Но город спит, ему не до суда. Здесь слишком многих прежде осудили. И ненадёжных – именно сюда, в жестокость подневольного труда, в конвойный ужас «или с нами, или…»
А за рекой - громады кораблей, левиафаны с мёртвыми глазами. Забытые, их вечность всё больней. Над ними тьма, и трещина по ней ползёт, ползёт, и в раны заползает.
Труба зовёт: проснись, вставай, ответь! Но город – обездушен, обезбожен. И страшно на последний суд смотреть. Архангел убирает божью медь. И молча вынимает меч из ножен.
Вера вздыхает, глядит на свои часы (кварцевый «таймекс», но как-то уже привыкла). За стеклом огни посадочной полосы, в стаканчике чай, а на личике недосып: «Наверное, самолёт превратился в тыкву».
Надя впервые выбралась за кордон: «Здесь, в Амстердаме, такие странные люди – все улыбаются, но бегло и не о том, в одежде предпочитают лён и коттон – никакой достоевщины, никаких мерехлюндий».
Люба ныряет в смартфон: «Долетели, да. Маемся в Схипхоле, дождь, штормовая полночь. Вторник сегодня? Или уже среда? Вера и Надя со мной, привет передам. Пиши мне ещё, не кури, ты ведь бросил, помнишь?»
Вера мяукает: «Сколько ещё сидеть?» Надя толкает сестру и ворчит: «Не ной мне!». Люба их обнимает: «Вот будет день, мы вернёмся в Москву. В Шереметьево пересесть, и к маме с папой, до Нового Уренгоя».
Хеллоуин, октябрьский дождь стеной. Тыквы мигают с полок уютным светом. Надежда и Вера с Любовью летят домой. И пусть все святые хранят их в полёте этом.
Государев кремль из дыма кажет стяги. Пушки зельем и железом заряжаем - нынче люди, а вчера ещё бродяги. Гибель злит, как в торге выгода чужая.
Пчхи, простыл, скажи-ка тятя, ведь недаром забываемся стрелецкой и столичной: кто Смоленск не сдал ни ляхам, ни татарам - этим лекарь княжий выпишет бойничный.
Божьих слов на каждый штурм не заготовишь - бьём наотмашь и потерь не замечаем. Лижем раны и печалимся о том лишь, что доспех немецкий крепок под мечами.
Грязен воин, но в душе светло и чисто: смертью обняты, навек забыты всеми, защищаем нелюбезную отчизну - сучьи дети, сорняки, победы семя.
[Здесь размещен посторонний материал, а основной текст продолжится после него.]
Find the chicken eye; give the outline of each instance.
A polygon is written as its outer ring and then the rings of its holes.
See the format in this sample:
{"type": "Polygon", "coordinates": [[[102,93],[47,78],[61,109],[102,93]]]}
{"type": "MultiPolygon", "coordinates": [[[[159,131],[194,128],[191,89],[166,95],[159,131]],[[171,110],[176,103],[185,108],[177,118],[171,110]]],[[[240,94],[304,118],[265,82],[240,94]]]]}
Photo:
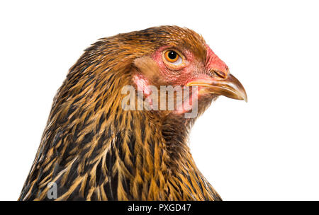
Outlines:
{"type": "Polygon", "coordinates": [[[183,62],[182,58],[177,52],[174,50],[166,51],[164,53],[164,57],[168,62],[175,66],[179,66],[183,62]]]}

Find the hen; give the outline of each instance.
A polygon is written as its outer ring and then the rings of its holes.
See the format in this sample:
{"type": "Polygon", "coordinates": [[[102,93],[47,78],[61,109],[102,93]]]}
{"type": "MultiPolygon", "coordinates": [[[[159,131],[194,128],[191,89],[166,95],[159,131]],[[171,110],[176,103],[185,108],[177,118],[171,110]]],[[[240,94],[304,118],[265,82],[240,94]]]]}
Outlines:
{"type": "Polygon", "coordinates": [[[187,143],[196,119],[220,95],[247,100],[193,30],[160,26],[99,40],[54,98],[19,200],[221,200],[187,143]],[[191,88],[189,105],[155,108],[151,91],[163,86],[191,88]],[[130,100],[124,108],[126,86],[151,108],[136,110],[130,100]]]}

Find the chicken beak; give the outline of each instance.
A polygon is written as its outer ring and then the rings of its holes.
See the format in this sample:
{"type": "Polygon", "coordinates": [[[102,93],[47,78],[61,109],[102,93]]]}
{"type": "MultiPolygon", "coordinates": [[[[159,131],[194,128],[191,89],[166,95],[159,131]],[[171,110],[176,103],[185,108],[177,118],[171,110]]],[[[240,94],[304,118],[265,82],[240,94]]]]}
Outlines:
{"type": "Polygon", "coordinates": [[[200,93],[213,93],[224,95],[230,98],[247,101],[246,91],[242,83],[234,76],[229,74],[226,79],[218,79],[207,82],[194,81],[187,83],[188,86],[201,87],[200,93]]]}

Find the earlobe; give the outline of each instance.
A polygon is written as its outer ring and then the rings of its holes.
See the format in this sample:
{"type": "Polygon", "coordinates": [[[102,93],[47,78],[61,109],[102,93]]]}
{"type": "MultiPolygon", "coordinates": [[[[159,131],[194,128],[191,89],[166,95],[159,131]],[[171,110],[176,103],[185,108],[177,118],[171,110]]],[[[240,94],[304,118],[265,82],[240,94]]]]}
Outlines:
{"type": "Polygon", "coordinates": [[[148,56],[137,58],[133,62],[136,68],[135,71],[133,71],[138,77],[143,76],[149,84],[157,85],[160,83],[162,79],[160,71],[157,62],[148,56]]]}

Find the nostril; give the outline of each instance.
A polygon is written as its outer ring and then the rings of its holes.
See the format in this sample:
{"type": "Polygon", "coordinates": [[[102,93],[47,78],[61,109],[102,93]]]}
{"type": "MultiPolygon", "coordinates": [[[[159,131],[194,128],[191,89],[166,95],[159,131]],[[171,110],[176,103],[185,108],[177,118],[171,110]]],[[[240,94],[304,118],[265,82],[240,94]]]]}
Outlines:
{"type": "Polygon", "coordinates": [[[221,78],[221,79],[227,78],[227,75],[223,71],[221,71],[220,70],[213,70],[213,71],[214,74],[216,76],[218,76],[218,78],[221,78]]]}

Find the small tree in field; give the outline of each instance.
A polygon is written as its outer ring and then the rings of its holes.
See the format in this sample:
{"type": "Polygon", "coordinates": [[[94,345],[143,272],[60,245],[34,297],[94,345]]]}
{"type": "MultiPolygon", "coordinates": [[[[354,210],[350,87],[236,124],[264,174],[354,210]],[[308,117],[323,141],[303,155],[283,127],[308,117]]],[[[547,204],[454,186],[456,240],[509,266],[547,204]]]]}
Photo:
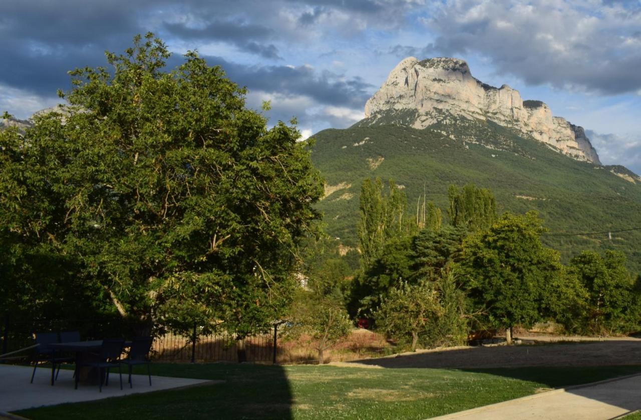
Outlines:
{"type": "Polygon", "coordinates": [[[406,281],[390,289],[376,312],[376,326],[389,337],[429,346],[462,344],[467,335],[464,296],[451,273],[437,281],[406,281]]]}
{"type": "Polygon", "coordinates": [[[287,335],[293,339],[309,335],[321,364],[325,363],[325,351],[349,334],[353,328],[344,306],[336,296],[319,298],[301,290],[294,299],[290,315],[287,335]]]}

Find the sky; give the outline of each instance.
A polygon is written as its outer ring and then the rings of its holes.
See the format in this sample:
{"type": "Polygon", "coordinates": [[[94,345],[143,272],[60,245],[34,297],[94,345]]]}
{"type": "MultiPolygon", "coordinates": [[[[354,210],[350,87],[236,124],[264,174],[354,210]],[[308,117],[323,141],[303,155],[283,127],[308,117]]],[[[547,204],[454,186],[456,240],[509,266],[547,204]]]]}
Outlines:
{"type": "Polygon", "coordinates": [[[363,117],[403,58],[451,56],[588,131],[605,164],[641,174],[640,0],[21,0],[0,14],[0,112],[53,106],[67,71],[106,65],[137,33],[188,50],[271,101],[308,137],[363,117]]]}

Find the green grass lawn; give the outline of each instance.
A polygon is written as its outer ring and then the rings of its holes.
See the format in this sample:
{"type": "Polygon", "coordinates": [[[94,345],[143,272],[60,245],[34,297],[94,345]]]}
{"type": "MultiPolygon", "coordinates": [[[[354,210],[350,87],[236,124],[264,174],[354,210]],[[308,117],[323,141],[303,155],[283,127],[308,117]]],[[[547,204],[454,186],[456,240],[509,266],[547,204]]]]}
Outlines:
{"type": "Polygon", "coordinates": [[[34,419],[424,419],[641,372],[641,365],[473,371],[222,364],[152,367],[153,374],[226,382],[16,414],[34,419]]]}

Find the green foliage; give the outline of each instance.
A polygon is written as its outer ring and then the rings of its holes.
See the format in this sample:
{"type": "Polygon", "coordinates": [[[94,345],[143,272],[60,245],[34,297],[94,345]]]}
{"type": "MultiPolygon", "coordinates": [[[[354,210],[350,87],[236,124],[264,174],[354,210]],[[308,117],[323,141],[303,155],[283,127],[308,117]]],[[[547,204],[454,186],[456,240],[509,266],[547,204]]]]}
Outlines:
{"type": "Polygon", "coordinates": [[[349,309],[352,315],[371,316],[390,287],[412,280],[411,244],[408,236],[390,239],[380,256],[359,274],[351,290],[349,309]]]}
{"type": "MultiPolygon", "coordinates": [[[[535,212],[504,214],[467,238],[458,269],[477,310],[495,327],[525,326],[549,316],[549,301],[562,273],[558,252],[543,246],[535,212]]],[[[562,296],[558,296],[563,300],[562,296]]]]}
{"type": "Polygon", "coordinates": [[[413,239],[412,269],[417,278],[435,280],[445,266],[460,258],[463,240],[467,231],[445,226],[438,231],[420,231],[413,239]]]}
{"type": "Polygon", "coordinates": [[[450,185],[447,198],[447,215],[454,227],[479,230],[489,228],[496,219],[496,201],[490,190],[467,184],[459,191],[455,185],[450,185]]]}
{"type": "MultiPolygon", "coordinates": [[[[412,121],[415,118],[411,117],[412,121]]],[[[325,215],[328,233],[340,237],[344,244],[358,244],[360,182],[374,177],[404,185],[412,214],[426,192],[427,201],[445,212],[447,185],[474,183],[492,190],[499,214],[538,211],[549,233],[638,226],[641,184],[611,173],[615,168],[574,160],[491,122],[450,119],[451,124],[425,130],[356,124],[315,134],[312,158],[327,183],[351,185],[317,205],[325,215]],[[364,144],[353,146],[366,138],[364,144]],[[367,158],[376,156],[385,161],[372,169],[367,158]],[[353,194],[353,198],[337,199],[345,193],[353,194]]],[[[564,263],[583,249],[601,254],[606,249],[621,251],[628,257],[628,269],[641,273],[641,231],[613,233],[612,240],[605,234],[545,235],[542,240],[558,250],[564,263]]]]}
{"type": "Polygon", "coordinates": [[[441,228],[443,216],[440,209],[437,207],[433,201],[426,202],[427,194],[419,196],[416,202],[416,228],[418,230],[427,230],[437,231],[441,228]]]}
{"type": "Polygon", "coordinates": [[[587,299],[579,307],[575,330],[591,333],[628,332],[639,327],[638,291],[626,269],[622,253],[604,256],[585,251],[570,260],[570,273],[584,288],[587,299]]]}
{"type": "Polygon", "coordinates": [[[464,295],[451,273],[435,281],[392,287],[374,313],[376,326],[399,342],[425,347],[462,344],[467,339],[464,295]]]}
{"type": "Polygon", "coordinates": [[[369,179],[363,181],[358,239],[363,267],[369,266],[381,255],[390,238],[409,233],[406,208],[405,194],[394,181],[389,181],[388,194],[380,178],[374,182],[369,179]]]}
{"type": "Polygon", "coordinates": [[[106,53],[111,71],[70,72],[65,115],[0,133],[3,251],[71,260],[69,276],[123,315],[274,320],[319,218],[308,145],[267,130],[220,67],[188,52],[166,72],[169,56],[137,36],[106,53]]]}
{"type": "Polygon", "coordinates": [[[345,303],[353,270],[336,255],[333,245],[326,238],[306,248],[306,278],[294,296],[285,329],[290,339],[306,334],[319,352],[320,363],[324,362],[324,351],[353,328],[345,303]]]}

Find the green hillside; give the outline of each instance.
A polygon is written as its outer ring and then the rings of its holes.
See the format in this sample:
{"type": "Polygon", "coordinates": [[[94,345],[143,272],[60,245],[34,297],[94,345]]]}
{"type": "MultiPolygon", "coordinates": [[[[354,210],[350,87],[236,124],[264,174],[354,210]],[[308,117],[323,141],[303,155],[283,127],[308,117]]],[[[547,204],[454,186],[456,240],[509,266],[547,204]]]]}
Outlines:
{"type": "Polygon", "coordinates": [[[491,122],[449,121],[416,130],[363,120],[315,135],[312,160],[330,192],[318,205],[328,233],[356,246],[358,195],[368,177],[404,186],[410,211],[424,190],[444,213],[447,186],[472,182],[494,192],[499,212],[538,210],[550,231],[545,243],[565,260],[586,249],[618,249],[641,272],[641,230],[611,240],[553,235],[641,227],[641,179],[622,167],[574,160],[491,122]]]}

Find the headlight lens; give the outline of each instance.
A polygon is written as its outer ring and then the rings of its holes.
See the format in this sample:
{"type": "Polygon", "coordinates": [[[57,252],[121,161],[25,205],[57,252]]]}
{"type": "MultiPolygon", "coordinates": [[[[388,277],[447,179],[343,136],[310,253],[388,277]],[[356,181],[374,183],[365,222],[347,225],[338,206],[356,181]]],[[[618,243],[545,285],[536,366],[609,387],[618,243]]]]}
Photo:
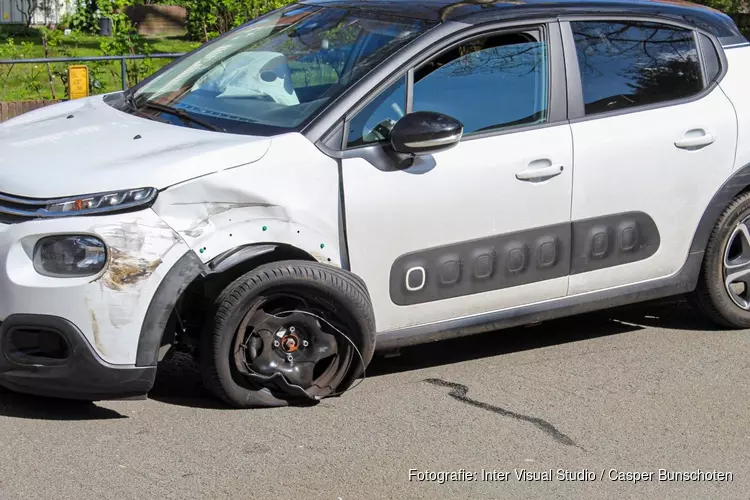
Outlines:
{"type": "Polygon", "coordinates": [[[48,236],[34,246],[34,269],[43,276],[93,276],[107,264],[107,247],[94,236],[48,236]]]}
{"type": "Polygon", "coordinates": [[[128,189],[111,193],[83,195],[50,202],[45,211],[50,215],[79,215],[95,212],[126,210],[150,203],[156,198],[154,188],[128,189]]]}

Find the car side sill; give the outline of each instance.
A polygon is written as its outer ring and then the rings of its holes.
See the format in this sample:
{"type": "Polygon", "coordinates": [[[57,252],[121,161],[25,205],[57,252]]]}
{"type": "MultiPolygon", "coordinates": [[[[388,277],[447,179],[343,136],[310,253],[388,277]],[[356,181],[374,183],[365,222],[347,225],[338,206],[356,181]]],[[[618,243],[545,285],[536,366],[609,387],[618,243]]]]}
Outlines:
{"type": "Polygon", "coordinates": [[[564,316],[573,316],[635,302],[680,295],[695,289],[702,262],[703,251],[697,251],[688,256],[682,269],[665,278],[570,297],[561,297],[528,306],[504,309],[476,316],[382,332],[375,339],[375,349],[382,351],[464,337],[476,333],[501,330],[564,316]]]}

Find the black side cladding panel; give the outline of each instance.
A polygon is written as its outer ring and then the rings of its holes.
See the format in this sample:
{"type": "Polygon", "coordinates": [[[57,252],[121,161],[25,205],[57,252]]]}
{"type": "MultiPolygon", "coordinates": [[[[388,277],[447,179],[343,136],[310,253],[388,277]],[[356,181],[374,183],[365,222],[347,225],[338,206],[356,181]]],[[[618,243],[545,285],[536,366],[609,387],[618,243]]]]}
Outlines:
{"type": "Polygon", "coordinates": [[[430,248],[396,259],[391,300],[422,304],[619,266],[659,243],[653,219],[628,212],[430,248]]]}
{"type": "Polygon", "coordinates": [[[643,212],[573,221],[570,274],[648,259],[659,248],[659,230],[643,212]]]}
{"type": "Polygon", "coordinates": [[[400,306],[567,276],[570,224],[465,241],[403,255],[391,267],[400,306]]]}

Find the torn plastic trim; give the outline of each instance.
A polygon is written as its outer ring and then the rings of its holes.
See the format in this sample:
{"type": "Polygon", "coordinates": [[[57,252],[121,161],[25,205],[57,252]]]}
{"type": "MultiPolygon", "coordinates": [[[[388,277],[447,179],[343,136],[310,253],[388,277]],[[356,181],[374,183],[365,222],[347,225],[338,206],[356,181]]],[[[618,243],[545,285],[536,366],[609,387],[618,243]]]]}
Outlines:
{"type": "Polygon", "coordinates": [[[278,245],[250,244],[227,250],[226,252],[214,257],[214,259],[208,263],[203,275],[206,276],[209,274],[222,273],[245,261],[271,253],[277,248],[278,245]]]}
{"type": "Polygon", "coordinates": [[[205,266],[192,250],[180,257],[166,274],[148,306],[138,338],[135,366],[155,366],[169,317],[188,286],[203,273],[205,266]]]}

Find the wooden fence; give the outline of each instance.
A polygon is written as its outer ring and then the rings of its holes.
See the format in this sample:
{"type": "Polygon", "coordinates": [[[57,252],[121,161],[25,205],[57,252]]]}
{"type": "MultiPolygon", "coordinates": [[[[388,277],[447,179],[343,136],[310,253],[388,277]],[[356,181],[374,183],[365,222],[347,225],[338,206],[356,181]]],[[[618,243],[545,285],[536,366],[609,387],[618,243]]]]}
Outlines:
{"type": "Polygon", "coordinates": [[[27,111],[32,111],[58,102],[60,102],[60,100],[0,102],[0,122],[9,120],[14,116],[26,113],[27,111]]]}

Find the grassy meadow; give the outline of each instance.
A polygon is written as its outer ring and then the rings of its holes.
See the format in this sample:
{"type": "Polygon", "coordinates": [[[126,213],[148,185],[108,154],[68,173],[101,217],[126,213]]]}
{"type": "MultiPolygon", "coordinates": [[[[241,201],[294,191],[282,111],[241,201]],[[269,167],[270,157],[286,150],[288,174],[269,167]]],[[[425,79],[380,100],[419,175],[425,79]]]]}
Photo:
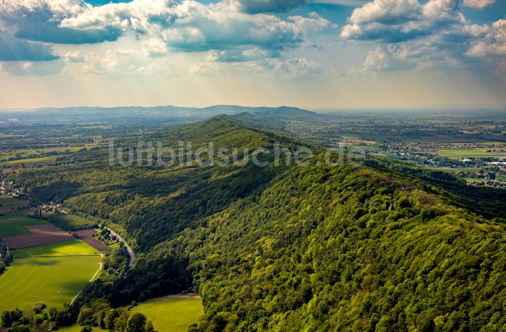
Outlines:
{"type": "Polygon", "coordinates": [[[61,256],[65,255],[100,255],[101,253],[77,239],[55,243],[36,245],[11,251],[15,259],[20,256],[61,256]]]}
{"type": "Polygon", "coordinates": [[[153,322],[158,332],[185,332],[204,314],[202,299],[193,297],[165,297],[151,299],[132,309],[141,312],[153,322]]]}
{"type": "Polygon", "coordinates": [[[42,301],[61,308],[98,270],[99,256],[18,258],[0,275],[0,312],[42,301]]]}

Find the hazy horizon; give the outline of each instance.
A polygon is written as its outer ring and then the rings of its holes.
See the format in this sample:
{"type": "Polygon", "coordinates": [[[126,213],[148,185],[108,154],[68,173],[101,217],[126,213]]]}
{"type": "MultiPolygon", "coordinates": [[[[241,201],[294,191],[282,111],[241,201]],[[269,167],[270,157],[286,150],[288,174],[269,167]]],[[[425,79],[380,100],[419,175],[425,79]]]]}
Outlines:
{"type": "Polygon", "coordinates": [[[504,1],[109,2],[0,3],[0,108],[506,104],[504,1]]]}

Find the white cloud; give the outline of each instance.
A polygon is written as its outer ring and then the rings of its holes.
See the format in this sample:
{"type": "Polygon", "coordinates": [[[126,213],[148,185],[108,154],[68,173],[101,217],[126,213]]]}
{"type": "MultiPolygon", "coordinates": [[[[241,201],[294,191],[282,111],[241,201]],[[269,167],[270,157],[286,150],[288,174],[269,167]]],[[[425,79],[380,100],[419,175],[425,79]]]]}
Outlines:
{"type": "Polygon", "coordinates": [[[506,20],[499,20],[492,23],[491,31],[466,54],[471,57],[506,55],[506,20]]]}
{"type": "Polygon", "coordinates": [[[231,0],[238,10],[250,13],[287,12],[308,0],[231,0]]]}
{"type": "Polygon", "coordinates": [[[161,56],[167,54],[167,45],[158,38],[149,38],[142,41],[142,49],[149,56],[161,56]]]}
{"type": "Polygon", "coordinates": [[[495,0],[464,0],[464,6],[483,9],[495,3],[495,0]]]}
{"type": "Polygon", "coordinates": [[[268,60],[267,63],[285,78],[314,76],[322,72],[319,64],[306,58],[273,59],[268,60]]]}
{"type": "Polygon", "coordinates": [[[62,27],[78,29],[132,29],[185,52],[243,45],[281,49],[296,45],[305,36],[329,25],[316,13],[285,21],[272,15],[242,13],[225,2],[204,5],[189,0],[181,4],[172,0],[109,4],[88,9],[60,24],[62,27]]]}

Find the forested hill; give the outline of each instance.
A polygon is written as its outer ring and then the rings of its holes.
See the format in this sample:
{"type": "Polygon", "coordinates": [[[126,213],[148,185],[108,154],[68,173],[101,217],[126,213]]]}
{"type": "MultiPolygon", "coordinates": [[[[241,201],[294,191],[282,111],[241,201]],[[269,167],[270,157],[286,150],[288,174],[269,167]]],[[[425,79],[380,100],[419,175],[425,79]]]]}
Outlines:
{"type": "MultiPolygon", "coordinates": [[[[159,138],[303,144],[224,117],[159,138]]],[[[371,162],[330,167],[310,147],[304,167],[111,168],[96,151],[96,160],[11,176],[33,196],[104,221],[140,253],[125,278],[95,281],[76,305],[193,286],[205,314],[193,331],[506,328],[503,220],[472,212],[430,175],[371,162]]]]}

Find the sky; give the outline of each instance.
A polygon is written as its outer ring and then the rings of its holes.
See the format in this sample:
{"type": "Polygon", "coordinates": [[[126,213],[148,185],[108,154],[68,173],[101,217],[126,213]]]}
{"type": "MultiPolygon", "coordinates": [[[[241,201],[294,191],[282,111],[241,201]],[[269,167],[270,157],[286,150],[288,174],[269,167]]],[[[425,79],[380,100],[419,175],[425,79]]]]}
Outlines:
{"type": "Polygon", "coordinates": [[[0,108],[506,105],[506,0],[0,0],[0,108]]]}

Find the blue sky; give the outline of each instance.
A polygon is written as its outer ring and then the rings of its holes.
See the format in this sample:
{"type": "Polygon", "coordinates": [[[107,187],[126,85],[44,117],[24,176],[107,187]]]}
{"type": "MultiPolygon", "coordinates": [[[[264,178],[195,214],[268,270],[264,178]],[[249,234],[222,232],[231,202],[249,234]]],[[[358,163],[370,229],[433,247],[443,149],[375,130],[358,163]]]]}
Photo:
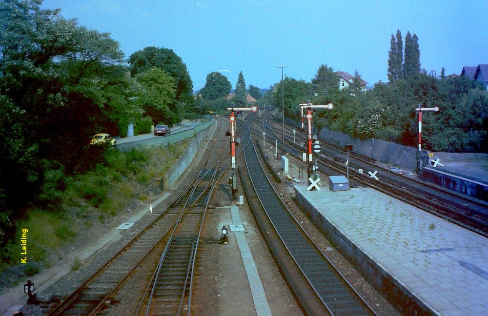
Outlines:
{"type": "Polygon", "coordinates": [[[421,67],[447,75],[488,63],[488,1],[45,0],[79,25],[108,32],[126,58],[170,48],[186,64],[194,90],[212,71],[235,87],[269,88],[285,75],[309,81],[322,64],[373,84],[387,81],[392,34],[419,38],[421,67]]]}

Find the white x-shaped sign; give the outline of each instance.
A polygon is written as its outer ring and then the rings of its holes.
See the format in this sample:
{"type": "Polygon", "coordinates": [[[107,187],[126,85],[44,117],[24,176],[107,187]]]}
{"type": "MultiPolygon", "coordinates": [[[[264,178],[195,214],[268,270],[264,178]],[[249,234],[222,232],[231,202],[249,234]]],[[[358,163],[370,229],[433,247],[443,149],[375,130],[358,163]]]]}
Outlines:
{"type": "Polygon", "coordinates": [[[367,173],[369,174],[369,177],[372,178],[374,178],[377,180],[379,180],[378,177],[376,177],[376,173],[378,172],[378,170],[375,170],[374,172],[371,172],[371,171],[368,171],[367,173]]]}
{"type": "Polygon", "coordinates": [[[439,159],[438,158],[437,159],[437,160],[433,160],[433,161],[434,161],[434,168],[435,168],[436,167],[437,167],[437,165],[439,165],[441,167],[444,167],[444,165],[442,164],[442,163],[441,163],[440,162],[439,162],[439,159]]]}
{"type": "Polygon", "coordinates": [[[315,187],[317,191],[320,191],[320,188],[319,187],[319,181],[320,181],[320,178],[317,178],[317,180],[314,181],[311,177],[308,178],[308,180],[310,180],[310,183],[312,184],[309,185],[308,187],[306,188],[307,191],[310,191],[313,187],[315,187]]]}

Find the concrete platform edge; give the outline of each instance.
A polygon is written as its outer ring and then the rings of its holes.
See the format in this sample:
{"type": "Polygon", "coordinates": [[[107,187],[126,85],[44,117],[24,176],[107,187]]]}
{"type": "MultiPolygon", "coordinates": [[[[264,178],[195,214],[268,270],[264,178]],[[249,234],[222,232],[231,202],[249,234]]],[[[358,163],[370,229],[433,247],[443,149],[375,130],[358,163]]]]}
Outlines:
{"type": "Polygon", "coordinates": [[[401,281],[393,277],[381,265],[364,253],[353,241],[327,220],[295,188],[298,204],[338,249],[356,266],[388,300],[402,313],[413,315],[438,315],[433,308],[415,296],[401,281]]]}

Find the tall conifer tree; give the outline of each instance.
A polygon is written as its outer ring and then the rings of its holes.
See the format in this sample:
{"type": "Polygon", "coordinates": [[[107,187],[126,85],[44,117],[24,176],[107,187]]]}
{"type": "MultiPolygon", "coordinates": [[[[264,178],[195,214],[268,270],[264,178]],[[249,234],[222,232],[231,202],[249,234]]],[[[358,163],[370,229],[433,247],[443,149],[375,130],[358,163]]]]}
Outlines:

Лицо кумиру заплевав приветственными междометьями, тесню восторженных девах от выхода из Шереметьева. Охране кулаком сую и ксивой тычу убедительно. Ты, Элвис, правильно поёшь: мы - рок-н-ролл, мы победители.
Поедем на ВДНХ, там обалденные колхозницы, ты в жизни так не отдыхал, любовь всегда на волю просится. Что нам холодная война, когда мы горячи и молоды, и жизнь прекрасна и вольна, и не нужны для счастья поводы.
Твои очки и брюки клёш - свободы знаки и пристанища. Когда ты в Мемфисе умрёшь, ты в нашей радости останешься.
в конгрессе и сенате тож царит кабацкое веселье вонзает в трумпа финский нож берёзок баловень есенин paul betach мельницам комбат эксперт наладчик и обходчик но бьёт сервантеса набат по наковальням пьяных почек и донкихотово копьё заглотит жадно дульсинея и позавидует бабьё и киев дядьки бузинее затеет санчо хоровод вокруг мадрида и гранады на крепкой тяге паровой как баржа шедшая в анадырь и вся сибирь уйдёт в скиты и будет истово креститься и красноярска смрадный дым в кастильский праздник не вместится
Она мне говорит: твои проблемы, я не судья тебе, ты дописал до точки повесть, всё, справляйся сам - вы все теперь стругацкие и лемы. Есть только здесь, сейчас. И даже Лета в придуманное море не течёт. И жизнь не ждёт, и прошлое не в счёт.